Drugi dzień Festiwalu Rękodzieła w Lubinie upłynął pod hasłem animacji dla dzieci. Szczudlarze, żonglerzy jak i kraina baniek mydlanych sprawiły najmłodszym dużo frajdy.
– Postanowiliśmy stworzyć takie miejsce animacji i zabawy dla dzieci, po to by rodzice mieli chwilę wytchnienia i mogli się zająć na przykład oglądaniem tego, co jest na stoiskach – mówi Małgorzata Życzkowska-Czesak, dyrektor Centrum Kultury „Muza” w Lubinie.

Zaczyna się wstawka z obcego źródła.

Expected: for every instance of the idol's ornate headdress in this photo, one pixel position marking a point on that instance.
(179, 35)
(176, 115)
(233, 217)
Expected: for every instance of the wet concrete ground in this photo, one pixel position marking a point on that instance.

A podobnie jak wczoraj aleja Kasztanowa w Lubinie pełna była stoisk, na których można było znaleźć wiele niesamowitych przedmiotów.
– Bardzo jesteśmy zadowoleni, ponieważ wszyscy wystawcy dopisali, dopisała również pogoda. Mamy ponad 100 stanowisk. Dbamy o to, by nie było u nas popularnej chińszczyzny, tylko prawdziwe rękodzieło najwyższej jakości – dodaje szefowa lubińskiej Muzy.
Za najlepszego wystawcę ósmej edycji Festiwalu Rękodzieła w Lubinie została uznana pani Irena Kawerska z Kamiennej Góry.
– Tkactwo to moje hobby. Pasjonuje mnie też cały proces od posiania lnu po jego obróbkę i wytworzenie materiału – mówi pani Irena. – Sama nie sieję lnu. Przędę włókna i tkam na krosnach ręcznych. Tworzę pejzaże i wszystko, co na myśl przyniesie moja wyobraźnia. Nie przepadam za pracą odtwórczą – dodaje zwyciężczyni.
– Pani Irena jest z nami od drugiej edycji festiwalu. Jej stanowisko z kołowrotkiem i z lnem i ona sama to unikat. Wszystkie rzeczy, które prezentuje zrobiła sama. To już dzisiaj rzadko spotykane rzemiosło i umiejętność – mówi Małgorzata Życzkowska-Czesak.